- $150 billion wealth is locked in ESOPs across Bengaluru, Hyderabad, Pune, and Mumbai
- Concentrated ESOP wealth poses hidden risks by limiting diversification for executives
- Up to 60% of some professionals' savings are tied to their employer’s stock
As much as $150 billion of wealth is locked inside ESOPs (Employee Stock Ownership Plan) across Bengaluru, Hyderabad, Pune and Mumbai. On paper, India's executive class looks richer than ever, but the reality is different, according to Marcellus Investment Managers' Co-Founder Saurabh Mukherjea.
In a new podcast, Mukherjea warned that concentrated ESOPs wealth creates hidden risk by limiting diversification.
“Across the high-rises of Bengaluru, Hyderabad, Pune, and Mumbai, a staggering $150 billion in wealth is currently tied up in ESOPs. On paper, India's executive class has never been richer. But here's the uncomfortable truth: Wealth you cannot diversify is a risk you cannot manage,” the investment firm shared in an X post, adding a short clip of Mukherjea from his podcast called - ‘Coffee and Investing with Saurabh Mukherjea'.
The post highlighted that wealth concentrated in ESOPs cannot really move. “Many professionals don't realize that up to 60% of their life's savings is concentrated in their employer's stock.

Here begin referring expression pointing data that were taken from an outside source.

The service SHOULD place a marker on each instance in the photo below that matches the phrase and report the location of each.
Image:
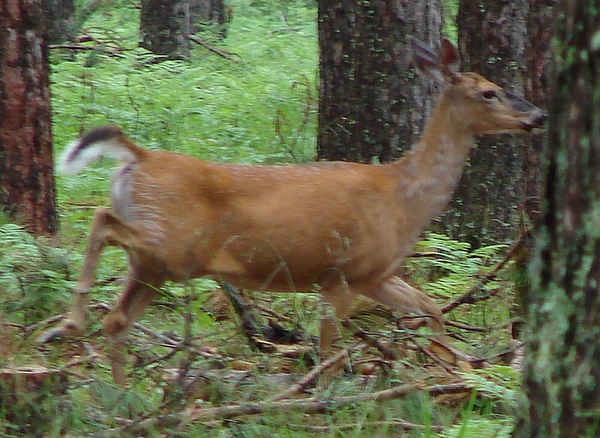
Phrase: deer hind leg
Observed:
(341, 299)
(401, 296)
(107, 230)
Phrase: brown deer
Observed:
(341, 229)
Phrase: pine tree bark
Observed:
(562, 365)
(165, 27)
(372, 105)
(492, 41)
(27, 190)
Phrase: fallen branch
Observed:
(315, 406)
(404, 425)
(207, 46)
(314, 374)
(361, 334)
(470, 297)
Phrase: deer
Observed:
(340, 229)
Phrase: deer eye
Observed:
(489, 94)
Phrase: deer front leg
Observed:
(107, 229)
(133, 301)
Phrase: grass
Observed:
(260, 109)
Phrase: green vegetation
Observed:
(259, 106)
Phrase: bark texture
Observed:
(562, 367)
(492, 42)
(165, 27)
(372, 104)
(27, 191)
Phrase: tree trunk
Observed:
(562, 365)
(540, 30)
(165, 27)
(60, 15)
(27, 191)
(372, 106)
(492, 41)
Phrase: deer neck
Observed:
(430, 172)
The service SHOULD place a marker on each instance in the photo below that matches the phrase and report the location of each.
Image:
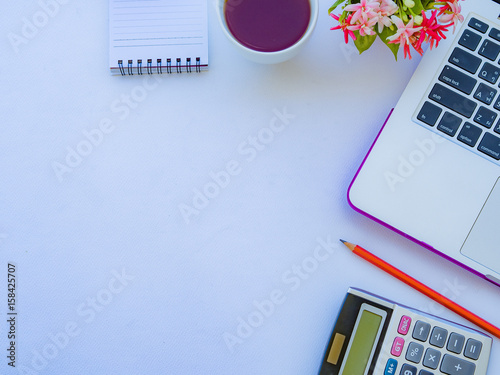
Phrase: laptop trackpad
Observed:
(483, 242)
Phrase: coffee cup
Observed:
(268, 31)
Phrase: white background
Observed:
(190, 283)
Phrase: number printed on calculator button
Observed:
(421, 331)
(473, 349)
(432, 358)
(414, 352)
(404, 325)
(390, 368)
(452, 365)
(455, 343)
(408, 370)
(469, 39)
(397, 346)
(438, 337)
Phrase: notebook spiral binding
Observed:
(160, 67)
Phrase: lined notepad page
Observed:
(159, 32)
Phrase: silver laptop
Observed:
(433, 173)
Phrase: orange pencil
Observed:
(424, 289)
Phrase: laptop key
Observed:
(452, 100)
(465, 60)
(452, 365)
(470, 39)
(495, 34)
(489, 50)
(485, 93)
(429, 113)
(478, 25)
(497, 127)
(490, 73)
(449, 124)
(490, 145)
(485, 117)
(469, 134)
(457, 79)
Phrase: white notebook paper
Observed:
(157, 36)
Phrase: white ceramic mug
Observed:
(269, 57)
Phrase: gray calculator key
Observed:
(465, 60)
(414, 352)
(438, 337)
(457, 102)
(469, 134)
(490, 50)
(408, 370)
(450, 123)
(478, 25)
(430, 113)
(452, 365)
(421, 331)
(455, 343)
(473, 349)
(470, 40)
(432, 358)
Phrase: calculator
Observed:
(376, 336)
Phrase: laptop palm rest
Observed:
(483, 242)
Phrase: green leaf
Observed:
(418, 8)
(337, 3)
(387, 32)
(362, 43)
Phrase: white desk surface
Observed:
(185, 286)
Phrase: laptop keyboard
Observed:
(463, 102)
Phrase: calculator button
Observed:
(495, 34)
(455, 343)
(489, 50)
(473, 349)
(430, 113)
(431, 358)
(469, 134)
(390, 368)
(438, 337)
(408, 370)
(478, 25)
(421, 331)
(404, 325)
(397, 346)
(452, 365)
(414, 352)
(470, 40)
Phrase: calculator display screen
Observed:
(362, 343)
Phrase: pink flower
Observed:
(344, 27)
(364, 10)
(431, 32)
(450, 13)
(405, 34)
(387, 9)
(365, 27)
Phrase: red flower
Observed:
(431, 31)
(344, 27)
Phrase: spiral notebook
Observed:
(157, 36)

This creates a dangerous blind spot...,” the post added.
SEBI Amends ESOP Rules For IPO-Bound StartupsAccording to Mukherjea, there are four key psychological reasons for this concentration. These include loyalty bias, endowment bias, fear of taxes and status quo bias.
He explained that professionals often feel a strong sense of loyalty to their company, which delays action. Secondly, due to endowment bias, professionals feel that they should not touch the ESOPs, leading them to hold on longer than is financially prudent.
Mukherjea also explained that tax fears discourage selling. As professionals often worry about capital gains or other liabilities, they remain tied to company stock. He pointed out that due to status quo bias, many professionals tend to stick with their current holdings.
“The result of that is that people tend to leave ESOPs in their portfolio as they are…,” Mukherjea added.